А недели через две он уже увиливал от встреч, а если они случались — от объяснений. По-прежнему клялся в любви, но был теперь очень занят и утомлен занятиями, сказывался больным, почти умирающим, подсылал к ней приятеля, чтобы тот объяснил ей наконец, что он все так же страстно и благодарно любит ее, но встретиться с нею не может. Она страдала за него, поражалась его неизъяснимому благородству и гордости, не позволяющим дать увидеть себя в муках страдания: еще бы, он должен быть всегда только красив, весел и беззаботен. И она любила его за это еще сильнее. А когда она вдруг нечаянно встретила «умирающего» на улице, беспечно шагающего явно не к доктору и даже не на лекции, она поразилась, но он объяснил ей, что уже выздоровел, а прийти не мог оттого, что в Америке у него объявился богатый дядюшка, к которому он должен уехать ненадолго, но, может быть, и навсегда.
Какая-то жгучая, никогда еще не испытываемая боль стыда обожгла ее вдруг внезапно, она уже все поняла, но еще не хотела, просто не могла, не желала поверить, что он ее не любит, смеется над ней, не знает, как от нее избавиться. А главное — лжет. Все так же просто, естественно и... с неизъяснимым благородством. Но она чувствовала, что любит его еще мучительней, чем прежде, когда и он ее любил, и любит его даже и сегодня. Нет, она заставит его полюбить себя, иначе... Иначе она просто убьет его! Она преследовала его, писала то обличительные, то умоляющие письма, но он сумел больше не попадаться ей на глаза.
Достоевский слушал ее молча и только непроизвольно качал головой, словно повторял без конца: да, я знал, так все и должно было случиться...
— Нет, я не хочу его убить, но я хотела бы его очень долго мучить, — сказала она, помолчав. — А еще я хотела бы уехать в деревню. Навсегда. Жить среди крестьян и приносить им хоть какую-нибудь пользу. Потому что нельзя же так жить, не принося никому пользы? Ведь это недостойно человека — правда?
— Только прошу тебя, Поля, — сказал он, — не сделай еще какой-нибудь глупости — ну ты понимаешь, о чем я. Нужно найти силы перетерпеть, перестрадать. Страданием все очистится.
Он уже утешал ее, понимая: ей сейчас тяжелее, чем ему, — она женщина, но и что за рок, что за судьба быть вечным утешителем, другом, а не возлюбленным любимой женщины?.. А в нее — он видел это — будто бес вселился.
Она то убегала от него, то вновь возвращалась, поднимая его в семь утра с постели, в которую он только что лег после бессонной, полной кошмаров ночи, делилась с ним новыми сомнениями и надеждами, тащила с собой по парижским улицам, все еще рассчитывая на случайную встречу с Сальвадором, чтобы либо упасть перед ним на колени и умолять вернуться к ней, либо гордо бросить в лицо ему уничтожающую фразу — она придумала их немало, — либо уж отравить его медленным ядом.

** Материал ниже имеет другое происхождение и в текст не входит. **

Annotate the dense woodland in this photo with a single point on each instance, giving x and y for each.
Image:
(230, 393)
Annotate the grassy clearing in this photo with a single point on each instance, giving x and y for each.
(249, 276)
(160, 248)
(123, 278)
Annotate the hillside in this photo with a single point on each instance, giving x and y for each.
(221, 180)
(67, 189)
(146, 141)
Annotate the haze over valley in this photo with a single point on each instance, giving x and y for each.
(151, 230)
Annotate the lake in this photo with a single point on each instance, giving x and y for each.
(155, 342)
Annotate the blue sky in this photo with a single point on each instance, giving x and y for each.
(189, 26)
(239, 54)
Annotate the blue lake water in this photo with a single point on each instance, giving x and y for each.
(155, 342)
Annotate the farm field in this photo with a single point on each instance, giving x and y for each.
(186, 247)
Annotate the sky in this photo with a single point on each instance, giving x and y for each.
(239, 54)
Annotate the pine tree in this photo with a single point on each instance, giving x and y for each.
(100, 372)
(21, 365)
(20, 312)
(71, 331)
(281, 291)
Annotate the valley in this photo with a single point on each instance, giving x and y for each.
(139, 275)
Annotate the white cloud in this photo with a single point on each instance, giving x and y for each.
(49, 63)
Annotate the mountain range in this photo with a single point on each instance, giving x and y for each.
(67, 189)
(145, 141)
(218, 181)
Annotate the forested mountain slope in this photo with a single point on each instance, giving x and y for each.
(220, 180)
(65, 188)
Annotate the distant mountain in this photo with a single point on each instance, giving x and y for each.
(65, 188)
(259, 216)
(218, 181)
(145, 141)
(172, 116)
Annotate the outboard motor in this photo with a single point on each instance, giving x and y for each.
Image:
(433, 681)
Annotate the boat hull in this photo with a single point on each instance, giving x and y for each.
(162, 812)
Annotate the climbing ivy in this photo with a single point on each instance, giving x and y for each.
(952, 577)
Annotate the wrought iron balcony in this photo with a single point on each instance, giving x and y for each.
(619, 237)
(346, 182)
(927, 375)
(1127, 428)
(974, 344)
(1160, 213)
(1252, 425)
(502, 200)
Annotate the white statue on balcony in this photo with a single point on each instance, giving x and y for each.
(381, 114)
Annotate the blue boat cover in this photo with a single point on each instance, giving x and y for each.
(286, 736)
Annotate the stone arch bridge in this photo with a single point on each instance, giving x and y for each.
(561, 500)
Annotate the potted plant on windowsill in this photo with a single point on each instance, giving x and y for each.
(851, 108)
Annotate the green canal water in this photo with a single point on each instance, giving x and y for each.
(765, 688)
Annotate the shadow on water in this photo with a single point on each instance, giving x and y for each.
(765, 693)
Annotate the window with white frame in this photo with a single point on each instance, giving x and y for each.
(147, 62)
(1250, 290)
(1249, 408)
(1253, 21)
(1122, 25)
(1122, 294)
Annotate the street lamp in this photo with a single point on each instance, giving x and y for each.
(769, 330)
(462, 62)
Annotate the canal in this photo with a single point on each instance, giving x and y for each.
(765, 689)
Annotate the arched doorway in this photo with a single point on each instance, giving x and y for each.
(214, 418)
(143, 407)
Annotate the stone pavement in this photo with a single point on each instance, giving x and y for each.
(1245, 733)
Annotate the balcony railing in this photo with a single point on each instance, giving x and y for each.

Федор Михайлович уводил ее в Лувр, на чудную набережную Сены, до собора Нотр-Дам. Недавно перевод «Собора Парижской богоматери» появился во «Времени», и Достоевский сам написал к нему предисловие. Его особенно влекли места, связанные с именем провозвестника главной идеи XIX века, каким он считал Гюго, — идеи восстановления литературой погибшего человека. Но Полину занимало другое, мысли и настроения ее метались, она то собиралась ехать к Герцену в Лондон, то решалась покончить с собой, то податься в секту «бегунов» в Америке, или уехать к мужикам в деревню, или убить его.
— Кого его? — вздрагивал Достоевский.
— Да не его, а царя, — шептала она ему в ухо, касаясь губами, отчего все его тело начинало дрожать, как в лихорадке.
— Славы захотелось? Легкой и быстрой? И весь мир уже передает из уст в уста твое имя... И Сальвадор страдает в своем неизъяснимом благородстве — как же, отверг такую женщину! — вот чего тебе хочется. Страдания испугалась...
Он уговаривал ее уехать из Парижа, знал: благородный проходимец бросил ее бесповоротно, она только изведется здесь. — Мы же собирались в Рим, Неаполь... — По как же теперь... вдвоем-то? — Успокойся, я буду тебе как брат. — Она согласилась наконец, и в начале сентября они отправились в Италию, через Женеву. По дороге он уговорил ее задержаться в Баден-Бадене. Для этого у него были серьезные причины.
К немалому ее удивлению и даже раздражению — таким она его еще не знала, — Достоевский сделался вдруг беспечен, шутил, всю дорогу изъяснялся стихами. В Бадене, сняв номер из двух сообщающихся комнат, он оставил Полину приводить себя в порядок с дороги, а сам куда-то убежал.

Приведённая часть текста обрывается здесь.